Meta-analysis shows ‘favorable response rates’ with IL-17A inhibitors in ankylosing spondylitis
medwireNews: A meta-analysis of phase 3 trials indicates that interleukin (IL)-17A inhibitors have clinical efficacy for the treatment of ankylosing spondylitis (AS), but at the cost of an increased risk for non-severe infections.
Yufeng Yin (The First Affiliated Hospital of Soochow University, Suzhou, China) and colleagues analyzed data from six randomized controlled trials including a total 1733 patients with active AS from over 100 centers across Asia, North and South America, and Europe. The patients were treated with either an IL-17A inhibitor or placebo; four trials (MEASURE 1–4) investigated the IL-17A inhibitor secukinumab, while two (COAST-V and COAST-W) investigated ixekizumab.
The researchers report in Arthritis Research & Therapy that secukinumab and ixekizumab “produced favorable response rates,” with IL-17A inhibitor-treated patients being significantly more likely to achieve an ASAS20 response than those given placebo.

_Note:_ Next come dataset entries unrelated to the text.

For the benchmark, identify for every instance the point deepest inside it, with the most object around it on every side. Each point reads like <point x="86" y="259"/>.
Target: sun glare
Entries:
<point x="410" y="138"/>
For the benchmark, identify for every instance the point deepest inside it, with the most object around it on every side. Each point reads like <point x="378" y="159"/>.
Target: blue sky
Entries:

Specifically, ASAS20 response rates at week 16 were 57.6% for the 1153 participants in the IL-17A inhibitor group compared with 35.3% for the 580 placebo-treated patients, giving a risk ratio (RR) of 1.63 favoring active treatment.
Yin and team found “similar results” when analyzing the two drugs separately, with ASAS20 response rates of 58.4% and 35.7%, respectively, for secukinumab versus placebo (RR=1.64) and 55.9% versus 34.6% for the comparison between ixekizumab and placebo (RR=1.63). They say that there was “a trend towards a higher ASAS20 response rate” among IL-17A inhibitor-treated patients who were tumor necrosis factor (TNF) inhibitor-naïve relative to those with a previous inadequate response to a TNF inhibitor.
In the safety analysis, rates were significantly higher in the IL-17A inhibitor versus the placebo group for treatment-emergent adverse events (AEs, 57.2 vs 51.4%) and non-severe infections (27.4 vs 15.0%). The most commonly reported infections were upper respiratory tract infections and nasopharyngitis, and most infections were mild or moderate.
The researchers say that there was no significant difference in the risk for death, discontinuation due to AEs, or serious AEs among people treated with IL-17A inhibitors versus placebo.
Therefore, “IL-17 inhibitors can be considered a favorable option for patients with active ankylosing spondylitis,” they conclude.